柏原 ケガも治らない、開催まで時間がない、刻々と時間が過ぎていく、苦しかったんじゃない?

中村 苦しかったですね。練習ができていれば前向きになれたと思います。でも、2021年3月の段階でも本当に国際大会が開催されるのかわからない状況だったので、準備していったことが8月に報われるのかというのがわからない状況は、キツかったですね。

柏原 どうして、そんな中で最終的に出場しようと思ったの?だって、辛いじゃん。いっぱい批判されて、出場しても批判されるじゃん。

中村 やっぱり、「この国際大会を目標にして、自分は何年かけてやってきたのか?」を考えると、出場したいというのが一番の思いでした。本当に苦しかった。でも、練習をやらない日はなかった。どんなにキツくても。朝起きて朝練もしますし。

柏原 えらいよ。

中村 そのまま(目標に)向かってやれているし、みんなが認めてくれるなら(MGCを)勝ち取った権利として出るべきなのかな?と。
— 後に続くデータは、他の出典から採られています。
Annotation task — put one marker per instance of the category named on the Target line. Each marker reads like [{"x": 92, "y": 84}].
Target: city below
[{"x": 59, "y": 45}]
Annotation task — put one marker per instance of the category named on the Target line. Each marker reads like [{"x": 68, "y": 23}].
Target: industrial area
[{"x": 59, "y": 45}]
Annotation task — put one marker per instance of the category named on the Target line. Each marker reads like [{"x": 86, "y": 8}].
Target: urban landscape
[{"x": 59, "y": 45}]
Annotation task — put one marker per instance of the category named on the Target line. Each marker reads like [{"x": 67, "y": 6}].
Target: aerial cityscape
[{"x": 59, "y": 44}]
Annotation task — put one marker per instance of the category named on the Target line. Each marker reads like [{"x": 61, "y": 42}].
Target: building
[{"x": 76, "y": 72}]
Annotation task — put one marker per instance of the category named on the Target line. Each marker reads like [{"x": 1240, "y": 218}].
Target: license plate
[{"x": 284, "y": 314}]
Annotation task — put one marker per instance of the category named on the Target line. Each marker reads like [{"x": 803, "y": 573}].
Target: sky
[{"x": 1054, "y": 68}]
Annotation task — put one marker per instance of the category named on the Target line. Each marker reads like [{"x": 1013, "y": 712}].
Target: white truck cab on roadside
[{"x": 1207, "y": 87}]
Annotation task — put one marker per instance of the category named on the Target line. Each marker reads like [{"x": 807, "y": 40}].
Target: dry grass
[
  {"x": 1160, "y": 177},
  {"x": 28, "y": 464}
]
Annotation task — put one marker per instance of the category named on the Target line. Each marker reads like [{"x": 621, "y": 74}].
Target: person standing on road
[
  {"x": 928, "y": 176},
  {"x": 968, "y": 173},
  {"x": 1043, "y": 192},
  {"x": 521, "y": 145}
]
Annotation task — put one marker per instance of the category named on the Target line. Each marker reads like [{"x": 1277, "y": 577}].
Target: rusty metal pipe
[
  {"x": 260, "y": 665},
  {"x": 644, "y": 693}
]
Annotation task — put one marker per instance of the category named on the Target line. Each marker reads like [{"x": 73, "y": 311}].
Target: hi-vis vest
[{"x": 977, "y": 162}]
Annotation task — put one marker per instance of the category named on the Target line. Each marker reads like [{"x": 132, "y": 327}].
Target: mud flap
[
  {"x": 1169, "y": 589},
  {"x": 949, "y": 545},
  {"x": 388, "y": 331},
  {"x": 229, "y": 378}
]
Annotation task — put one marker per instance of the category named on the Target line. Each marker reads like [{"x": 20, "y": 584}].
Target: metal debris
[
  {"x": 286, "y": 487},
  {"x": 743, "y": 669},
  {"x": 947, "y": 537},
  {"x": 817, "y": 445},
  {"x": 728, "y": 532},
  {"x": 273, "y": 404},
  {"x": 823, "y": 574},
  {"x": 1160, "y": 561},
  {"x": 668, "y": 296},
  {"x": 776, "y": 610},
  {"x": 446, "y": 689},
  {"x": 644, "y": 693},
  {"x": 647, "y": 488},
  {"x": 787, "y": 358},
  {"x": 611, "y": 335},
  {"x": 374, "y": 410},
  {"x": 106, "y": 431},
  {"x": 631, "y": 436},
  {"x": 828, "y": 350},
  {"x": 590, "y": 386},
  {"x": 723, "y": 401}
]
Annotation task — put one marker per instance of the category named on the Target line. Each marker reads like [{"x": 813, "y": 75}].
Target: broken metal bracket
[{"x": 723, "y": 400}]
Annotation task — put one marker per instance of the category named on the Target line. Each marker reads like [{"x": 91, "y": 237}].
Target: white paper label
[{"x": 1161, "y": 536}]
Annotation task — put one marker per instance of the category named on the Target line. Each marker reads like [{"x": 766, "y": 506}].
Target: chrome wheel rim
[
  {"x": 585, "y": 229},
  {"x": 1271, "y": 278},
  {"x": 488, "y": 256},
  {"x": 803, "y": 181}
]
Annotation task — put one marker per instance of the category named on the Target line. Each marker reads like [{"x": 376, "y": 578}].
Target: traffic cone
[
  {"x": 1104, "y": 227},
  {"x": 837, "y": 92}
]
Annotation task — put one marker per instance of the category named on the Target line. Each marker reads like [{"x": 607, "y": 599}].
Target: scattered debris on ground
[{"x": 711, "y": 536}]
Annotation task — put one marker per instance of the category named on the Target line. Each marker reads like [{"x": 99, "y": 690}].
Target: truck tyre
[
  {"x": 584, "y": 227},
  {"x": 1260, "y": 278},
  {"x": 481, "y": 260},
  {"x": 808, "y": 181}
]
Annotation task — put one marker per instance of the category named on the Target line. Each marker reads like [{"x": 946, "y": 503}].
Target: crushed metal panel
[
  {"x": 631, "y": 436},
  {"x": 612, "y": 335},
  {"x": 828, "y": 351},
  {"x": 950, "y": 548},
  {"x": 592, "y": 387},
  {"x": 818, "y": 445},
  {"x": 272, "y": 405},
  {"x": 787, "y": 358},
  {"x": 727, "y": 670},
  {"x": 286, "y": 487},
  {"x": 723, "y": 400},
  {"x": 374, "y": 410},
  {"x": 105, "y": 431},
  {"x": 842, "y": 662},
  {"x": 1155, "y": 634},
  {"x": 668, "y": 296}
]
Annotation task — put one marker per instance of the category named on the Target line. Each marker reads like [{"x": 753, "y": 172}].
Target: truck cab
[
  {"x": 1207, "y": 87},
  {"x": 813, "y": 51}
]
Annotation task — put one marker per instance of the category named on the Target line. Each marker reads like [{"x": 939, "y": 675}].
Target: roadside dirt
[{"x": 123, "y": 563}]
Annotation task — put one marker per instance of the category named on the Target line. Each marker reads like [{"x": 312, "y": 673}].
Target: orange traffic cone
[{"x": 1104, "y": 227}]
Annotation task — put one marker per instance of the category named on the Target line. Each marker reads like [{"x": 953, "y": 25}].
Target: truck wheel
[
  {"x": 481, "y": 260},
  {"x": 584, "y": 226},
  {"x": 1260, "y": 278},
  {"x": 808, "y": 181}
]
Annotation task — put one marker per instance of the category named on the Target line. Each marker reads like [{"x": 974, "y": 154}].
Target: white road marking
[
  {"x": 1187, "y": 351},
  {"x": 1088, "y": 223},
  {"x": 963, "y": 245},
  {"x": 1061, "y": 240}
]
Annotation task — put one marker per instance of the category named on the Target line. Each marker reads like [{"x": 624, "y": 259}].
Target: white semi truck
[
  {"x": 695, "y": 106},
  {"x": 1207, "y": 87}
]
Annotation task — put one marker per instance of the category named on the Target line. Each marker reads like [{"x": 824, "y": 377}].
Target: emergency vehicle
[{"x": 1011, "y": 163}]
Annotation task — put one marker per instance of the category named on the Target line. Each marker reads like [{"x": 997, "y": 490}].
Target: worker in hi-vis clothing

逆に、国際大会じゃなかったら、ほかの大会だったら出たのか?と言われたら、わからないですね。

柏原 自分が望んで出ようと思った大会なんだね。

中村 苦しくて、どんな形になるかわからなかったですけど、形として残すべきなのかな、と。

柏原 マラソンのゴール後、「想像を絶するものだった」というコメントを言っていたと思うんだけど、改めてあの本質はなんだったと思う?

中村 自分自身のケガで苦しかったっていうのもありますし、コロナ禍で大会延期になって、応援してくれていた人たちが本当に開催を望んでいたのかどうか賛否両論があることを考えたときに、答えがわからなかったというのもありますね。

柏原 悩んで、悩み抜いて、でも走って嫌だった?それとも、よかった?

中村 いちアスリートとしては良かったですね。結果は良くなかったんですけど、完走できたことはひとつ形になりました。出場は小さい頃からの夢だったので、叶ったという意味ではよかったです。

柏原 実は、大会終了後に福嶋さんに「なんで中村を出場させたんですか?」と聞いたことがあってね。福嶋さんは「俺は止められなかった」と言っていたよ。

中村 福嶋さんも悩んでいたと思います。もちろん、大八木さんも。でも、「本人が出るなら俺たちはサポートする」と言ってもらえたので、その言葉で自分も腹をくくる覚悟ができました。

柏原 福嶋さんをはじめ、陸上競技部の良さだね。もちろん、自分で処理しなきゃいけない、整理しなきゃいけない部分もあるけど。

 

■ 国際大会を終えて

柏原 自分が一番に目指していた国際大会が終わったじゃない?裏を返すと目標がなくなる訳だよね。でも、またなぜ走ろうと思ったの?

中村 終わってから9月中旬まで、1か月、まったく走りませんでした。完全休養。あえて陸上から離れる時間が必要だと思っていたので。

柏原 たった1か月なの?

中村 逆に結果が悪かったからこそ、もう一回やろうと思えました。アスリートとして不完全燃焼で、東京の世界陸上(2025年)まではもう一回頑張ろうと自然と思えました。

柏原 小さな欲で立ち上がったんだね(笑) すごいね。俺だったらやめてやると思う。でも、立ち上がった要因は結果が悪かっただけじゃないと思うんだよね。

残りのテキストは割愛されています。